Closed adammcdonagh closed 5 years ago
I just reproduced this issue by spinning up a 3-node cluster, adding the following proxy check and creating a partition:
type: CheckConfig
api_version: core/v2
metadata:
name: proxy_check
namespace: default
spec:
command: echo pong
interval: 60
proxy_entity_name: ping
publish: true
round_robin: true
subscriptions:
- proxy
To create a network partition, I've used the following iptables command: itables -A INPUT -p tcp --dport 2380 -j DROP
(you need to do it on 2 of the 3 nodes in order to have no leader).
Then, I've received the following errors:
{"component":"etcd","level":"warning","msg":"timed out waiting for read index response (local node might have slow network)","pkg":"etcdserver","time":"2019-08-12T18:32:57Z"}
{"component":"schedulerd","error":"error while starting ring watcher: etcdserver: request timed out","level":"error","msg":"error scheduling check","name":"proxy_check","namespace":"default","scheduler_type":"round-robin interval","time":"2019-08-12T18:32:57Z"}
{"component":"schedulerd","level":"warning","msg":"shutting down scheduler","name":"proxy_check","namespace":"default","scheduler_type":"round-robin interval","time":"2019-08-12T18:32:57Z"}
Finally, I've removed the iptables rules, which brought back the cluster back online, but the no round-robin check results were received after that:
# sensuctl cluster health
=== Etcd Cluster ID: 80c05ee29d12458
ID Name Error Healthy
────────────────── ────────── ─────── ─────────
8927110dc66458af backend0 true
a23843c228b27241 backend2 true
bb75bf8de77581cc backend1 true
# sensuctl event list
Entity Check Output Status Silenced Timestamp
─────────────────────── ───────────── ───────────────────────────────────────────────────────────────────────────────── ──────── ────────── ───────────────────────────────
localhost.localdomain keepalive Keepalive last sent from localhost.localdomain at 2019-08-12 18:45:28 +0000 UTC 0 false 2019-08-12 18:45:28 +0000 UTC
ping proxy_check pong 0 false 2019-08-12 18:31:48 +0000 UTC
Looking at the code, it appears we might need a retry mechanism around here: https://github.com/sensu/sensu-go/blob/c7c0221125a842e5ed704f48b9633207b1011bf5/backend/ringv2/ringv2.go#L358-L363
While I was unable to reproduce this issue with Docker, I was able to reproduce as @palourde described it in our AWS staging environment. The logs confirm that the issue is being spewed from the ring, however a retry mechanism might not be sufficient for quorum loss that lasts more than a reasonable length of time. Are you suggesting that the retry loop is infinite, or do you have a proposed retry length?

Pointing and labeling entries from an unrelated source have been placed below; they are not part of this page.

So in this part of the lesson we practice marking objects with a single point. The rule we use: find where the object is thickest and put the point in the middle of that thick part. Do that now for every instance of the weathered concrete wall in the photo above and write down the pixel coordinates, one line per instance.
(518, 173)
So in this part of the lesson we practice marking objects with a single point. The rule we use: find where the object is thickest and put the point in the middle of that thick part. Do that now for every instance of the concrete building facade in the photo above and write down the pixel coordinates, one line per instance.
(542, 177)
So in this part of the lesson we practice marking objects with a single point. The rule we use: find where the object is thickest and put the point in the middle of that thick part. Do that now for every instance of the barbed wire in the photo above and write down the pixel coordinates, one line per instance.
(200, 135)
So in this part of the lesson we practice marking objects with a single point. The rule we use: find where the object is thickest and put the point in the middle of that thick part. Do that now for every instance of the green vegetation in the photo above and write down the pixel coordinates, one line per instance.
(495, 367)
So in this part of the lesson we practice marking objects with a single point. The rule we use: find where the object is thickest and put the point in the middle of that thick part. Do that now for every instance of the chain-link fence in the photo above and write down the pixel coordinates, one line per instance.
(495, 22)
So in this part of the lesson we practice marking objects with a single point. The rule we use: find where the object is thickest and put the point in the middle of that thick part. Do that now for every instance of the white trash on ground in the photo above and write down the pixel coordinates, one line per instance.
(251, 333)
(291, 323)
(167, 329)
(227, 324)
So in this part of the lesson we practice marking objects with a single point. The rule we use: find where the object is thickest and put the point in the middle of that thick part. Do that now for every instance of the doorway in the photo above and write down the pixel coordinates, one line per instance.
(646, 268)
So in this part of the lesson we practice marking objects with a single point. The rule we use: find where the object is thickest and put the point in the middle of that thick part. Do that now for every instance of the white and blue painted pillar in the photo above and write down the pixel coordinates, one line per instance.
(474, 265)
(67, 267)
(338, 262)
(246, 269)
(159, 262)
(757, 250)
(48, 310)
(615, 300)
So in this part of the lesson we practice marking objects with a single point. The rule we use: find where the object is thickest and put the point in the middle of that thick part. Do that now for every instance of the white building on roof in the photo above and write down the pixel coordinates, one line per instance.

I was also able to confirm that TessenD emitted the same log: error while starting ring watcher: etcdserver: request timed out
. After quorum loss and recovery, TessenD stopped sending data that was coordinated by the ring in a round-robin fashion (other metrics such as events processed were unaffected).
This leads me to believe that another potential solution would be for both daemons to restart the ring (or repopulate the ring pools) in the event of a ring error. SchedulerD would need to restart all schedulers after quorum is reestablished, but the retry mechanism sounds like it could be a cleaner approach. What are your thoughts @palourde (and @echlebek because he is the ring master)?
Let's try adding an infinite retry to this for now. Something with backoff so it doesn't overwhelm the service when it comes back. However, I'm starting to think that we should be crashing more often in these types of scenarios.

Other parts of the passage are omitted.